Jeśli chodzi o mecz w Łodzi, to trzeba zaznaczyć, że rywalki dysponują naprawdę mocnym zespołem i spodziewałyśmy się bardzo dobrej gry z ich strony. Myślę, że w tych dwóch pierwszych setach, które wygrałyśmy, nasze przeciwniczki nie do końca pokazały swoje atuty. Dopiero po zmianach w składzie widać było, że spisują się coraz lepiej i zaczęły grać naprawdę dobrze. Ich świetna gra spowodowała, że my się trochę pogubiłyśmy, chociaż to załamanie naszej gry i bardzo niekorzystny wynik trzeciego i czwartego seta to jest coś, co ciężko jest racjonalnie wytłumaczyć. Na pewno byłyśmy wtedy pod dużą presją w przyjęciu dzięki świetnej postawie rywalek na zagrywce i popełniłyśmy zbyt wiele błędów. Jestem jednak dumna z naszej postawy, bo w tie-breaku byłyśmy już w bardzo trudnym położeniu, ale do końca walczyłyśmy i to się opłaciło. Wierzyłyśmy, że możemy to spotkanie wygrać i tak rzeczywiście było. Okazało się, że w kluczowych momentach tie-breaka nie popełniałyśmy już takich błędów jak wcześniej. Od początku sezonu pokazujemy, że nawet jak jesteśmy w trudnej sytuacji w jakimś meczu, to się nie poddajemy, tylko cały czas jesteśmy w grze. To jest bardzo pozytywne.

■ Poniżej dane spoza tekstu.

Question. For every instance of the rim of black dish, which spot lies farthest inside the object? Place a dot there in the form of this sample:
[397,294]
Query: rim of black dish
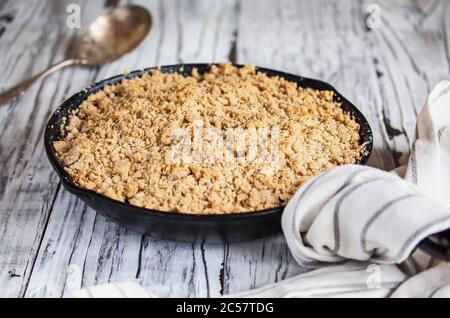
[75,100]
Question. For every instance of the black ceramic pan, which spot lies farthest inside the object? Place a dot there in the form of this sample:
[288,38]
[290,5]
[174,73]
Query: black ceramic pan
[185,227]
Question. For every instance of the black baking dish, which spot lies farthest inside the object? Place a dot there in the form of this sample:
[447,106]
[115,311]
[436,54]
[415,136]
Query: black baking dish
[176,226]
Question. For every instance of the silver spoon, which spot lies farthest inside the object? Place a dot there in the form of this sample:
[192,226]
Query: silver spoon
[109,37]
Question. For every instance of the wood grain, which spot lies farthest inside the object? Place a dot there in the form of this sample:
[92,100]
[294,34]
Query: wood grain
[51,243]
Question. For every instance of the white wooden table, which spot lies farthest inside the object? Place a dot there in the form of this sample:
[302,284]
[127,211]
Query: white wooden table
[48,237]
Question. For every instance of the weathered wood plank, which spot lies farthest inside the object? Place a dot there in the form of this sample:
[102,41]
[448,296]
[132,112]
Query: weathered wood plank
[28,186]
[104,251]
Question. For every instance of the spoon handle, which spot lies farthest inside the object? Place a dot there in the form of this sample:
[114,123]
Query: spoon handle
[19,89]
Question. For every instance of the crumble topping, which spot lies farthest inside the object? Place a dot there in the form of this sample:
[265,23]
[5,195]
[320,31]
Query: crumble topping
[118,142]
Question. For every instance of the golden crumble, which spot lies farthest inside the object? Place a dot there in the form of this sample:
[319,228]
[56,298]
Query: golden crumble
[119,142]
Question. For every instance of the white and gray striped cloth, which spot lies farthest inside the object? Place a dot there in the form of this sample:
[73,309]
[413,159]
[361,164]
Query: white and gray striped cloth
[354,225]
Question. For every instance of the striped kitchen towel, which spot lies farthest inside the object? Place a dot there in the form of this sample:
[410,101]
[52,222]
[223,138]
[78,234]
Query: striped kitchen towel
[374,217]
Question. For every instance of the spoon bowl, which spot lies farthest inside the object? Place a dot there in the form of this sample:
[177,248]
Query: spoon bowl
[108,38]
[113,35]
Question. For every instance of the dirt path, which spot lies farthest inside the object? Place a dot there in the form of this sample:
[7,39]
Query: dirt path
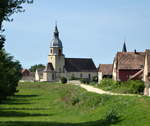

Powrót do listyTAURON Liga: Po sześciu kolejkach w TAURON Lidze można pokusić się o stwierdzenie, że rywalizacja czołowych zespołów o mistrzostwo Polski będzie bardzo zacięta i w bezpośrednich meczach najmocniejszych drużyn nie zabraknie emocji?
Tak. Uważam, że cztery pierwsze zespoły w tabeli są na ten moment faktycznie najmocniejsze i powinny mocno walczyć o najwyższe cele w polskich rozgrywkach. Na razie brakuje mi jeszcze konfrontacji naszych najgroźniejszych rywalek między sobą, bo DevelopRes miał już trudne mecze czy to z BKS-em czy z Budowlanymi, a pozostałe zespoły z czołówki tabeli miały jak dotąd w większości łatwiejszych przeciwników. Jestem bardzo ciekawa jak będzie wyglądała tabela po rozegraniu takich meczów i jak to się ułoży. Przed nami oczywiście w perspektywie również trudne spotkanie z ŁKS-em Commercecon Łódź, ale czekam też na bezpośrednie starcia naszych rywalek między sobą i zobaczymy wtedy jaka będzie sytuacja w tabeli.